Sebaceous cyst (trichilemmal cyst / pilar cyst) is a benign cystic lesion originating from the outer root sheath epithelium (trichilemma), showing abrupt keratinization without a granular layer, unlike epidermoid cyst. It most commonly involves the scalp (90%) and is more common in females. The cyst wall is filled with compact keratinous material that is more homogeneous and dense than the laminated keratin of epidermoid cyst. Clinically, it presents as a firm, mobile, slow-growing nodule on the scalp — typically without a punctum (central pore), unlike epidermoid cyst. Multiple trichilemmal cysts may show autosomal dominant inheritance. Rare transformation to proliferating trichilemmal cyst/tumor has been reported. Ultrasonography is the primary diagnostic modality, with homogeneous hypoechoic internal structure and punctate echogenic foci (microcalcifications) being characteristic findings.
Age Range
20-70
Peak Age
40
Gender
Female predominant
Prevalence
Common
Trichilemmal cyst originates from the outer root sheath (trichilemma) epithelium of the hair follicle. In the normal hair follicle, trichilemmal keratinization at the isthmus region occurs without a granular layer, unlike the epidermis — cells transform directly into compact keratin material. This abrupt keratinization ensures the keratin produced by the cyst wall is homogeneous, dense, and compact — structurally different from the concentric laminated keratin of epidermoid cyst. On ultrasonography, this homogeneous keratin creates a homogeneous hypoechoic appearance with low-level internal echoes: keratinous material contains uniformly distributed small particles that diffusely scatter sound waves (Rayleigh scattering) → homogeneous low-level echoes. Calcifications within the cyst (in 25% of cases) result from dystrophic calcification of keratin material — calcium salt accumulation creates strong acoustic impedance mismatch → punctate hyperechoic foci. Scalp predominance is explained by the dense hair follicle density in this region. Skin surface connection (punctum) is typically absent because trichilemmal cysts originate from deeper portions of the follicle.

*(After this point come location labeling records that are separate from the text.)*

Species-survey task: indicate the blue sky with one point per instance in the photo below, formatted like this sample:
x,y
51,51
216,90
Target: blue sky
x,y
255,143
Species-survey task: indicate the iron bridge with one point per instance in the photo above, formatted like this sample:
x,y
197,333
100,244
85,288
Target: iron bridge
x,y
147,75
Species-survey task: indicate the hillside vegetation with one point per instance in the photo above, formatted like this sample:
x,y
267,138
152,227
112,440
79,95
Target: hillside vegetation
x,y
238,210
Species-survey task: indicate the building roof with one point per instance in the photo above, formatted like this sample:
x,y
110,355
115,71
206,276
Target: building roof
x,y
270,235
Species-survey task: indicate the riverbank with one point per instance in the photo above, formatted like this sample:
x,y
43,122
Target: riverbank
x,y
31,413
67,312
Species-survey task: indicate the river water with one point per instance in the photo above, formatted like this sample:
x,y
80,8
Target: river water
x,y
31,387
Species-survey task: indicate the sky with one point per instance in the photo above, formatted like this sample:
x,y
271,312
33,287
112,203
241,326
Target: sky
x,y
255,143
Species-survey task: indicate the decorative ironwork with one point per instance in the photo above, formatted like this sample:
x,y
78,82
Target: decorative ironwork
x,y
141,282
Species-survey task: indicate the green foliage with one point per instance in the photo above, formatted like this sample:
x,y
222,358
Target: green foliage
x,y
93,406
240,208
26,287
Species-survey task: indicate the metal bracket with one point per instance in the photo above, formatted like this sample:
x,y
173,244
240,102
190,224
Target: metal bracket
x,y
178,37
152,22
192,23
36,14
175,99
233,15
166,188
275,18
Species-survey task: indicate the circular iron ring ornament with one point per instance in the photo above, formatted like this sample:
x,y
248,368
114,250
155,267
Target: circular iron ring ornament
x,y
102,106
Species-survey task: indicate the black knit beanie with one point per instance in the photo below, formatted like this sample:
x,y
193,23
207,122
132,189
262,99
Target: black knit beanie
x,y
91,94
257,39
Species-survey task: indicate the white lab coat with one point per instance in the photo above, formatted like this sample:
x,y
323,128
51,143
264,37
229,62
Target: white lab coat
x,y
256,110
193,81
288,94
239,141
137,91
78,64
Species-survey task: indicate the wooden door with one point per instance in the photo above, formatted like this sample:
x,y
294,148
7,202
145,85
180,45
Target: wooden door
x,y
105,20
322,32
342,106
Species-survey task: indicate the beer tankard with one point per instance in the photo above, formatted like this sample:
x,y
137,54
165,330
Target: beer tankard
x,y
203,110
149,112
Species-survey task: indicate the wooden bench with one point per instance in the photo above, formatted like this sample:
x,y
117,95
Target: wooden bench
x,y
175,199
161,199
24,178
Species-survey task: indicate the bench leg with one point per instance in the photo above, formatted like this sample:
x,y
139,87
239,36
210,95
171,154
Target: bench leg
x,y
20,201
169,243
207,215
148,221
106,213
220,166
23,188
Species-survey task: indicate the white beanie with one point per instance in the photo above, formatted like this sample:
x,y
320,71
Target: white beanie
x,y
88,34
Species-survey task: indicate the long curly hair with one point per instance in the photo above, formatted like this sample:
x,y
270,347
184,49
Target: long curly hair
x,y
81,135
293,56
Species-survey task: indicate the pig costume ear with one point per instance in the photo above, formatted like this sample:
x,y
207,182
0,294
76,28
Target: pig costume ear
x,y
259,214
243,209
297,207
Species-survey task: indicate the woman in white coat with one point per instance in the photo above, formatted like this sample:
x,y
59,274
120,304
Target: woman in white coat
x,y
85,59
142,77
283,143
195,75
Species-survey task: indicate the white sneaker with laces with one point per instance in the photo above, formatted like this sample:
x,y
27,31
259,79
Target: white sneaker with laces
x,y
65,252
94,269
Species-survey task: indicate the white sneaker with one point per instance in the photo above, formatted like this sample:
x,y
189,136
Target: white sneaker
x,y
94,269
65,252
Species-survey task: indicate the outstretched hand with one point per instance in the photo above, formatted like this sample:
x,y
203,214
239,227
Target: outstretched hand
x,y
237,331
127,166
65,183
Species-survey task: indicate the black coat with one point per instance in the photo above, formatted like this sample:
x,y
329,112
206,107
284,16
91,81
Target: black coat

A well-defined cystic lesion with homogeneous hypoechoic internal structure containing punctate echogenic foci (microcalcifications) on the scalp is a highly characteristic combination for trichilemmal (sebaceous) cyst. The absence of laminated pattern seen in epidermoid cyst and presence of calcifications form the basis of differential diagnosis.
On B-mode ultrasonography, homogeneous hypoechoic internal structure is seen — distinctly different from the laminated (onion-skin) pattern of epidermoid cyst. Low-level internal echoes are uniformly distributed within the cyst, distinguishing from anechoic fluid. This homogeneous pattern reflects the compact and uniform keratin production of trichilemmal keratinization. Best evaluated with high-frequency (12-18 MHz) linear probes.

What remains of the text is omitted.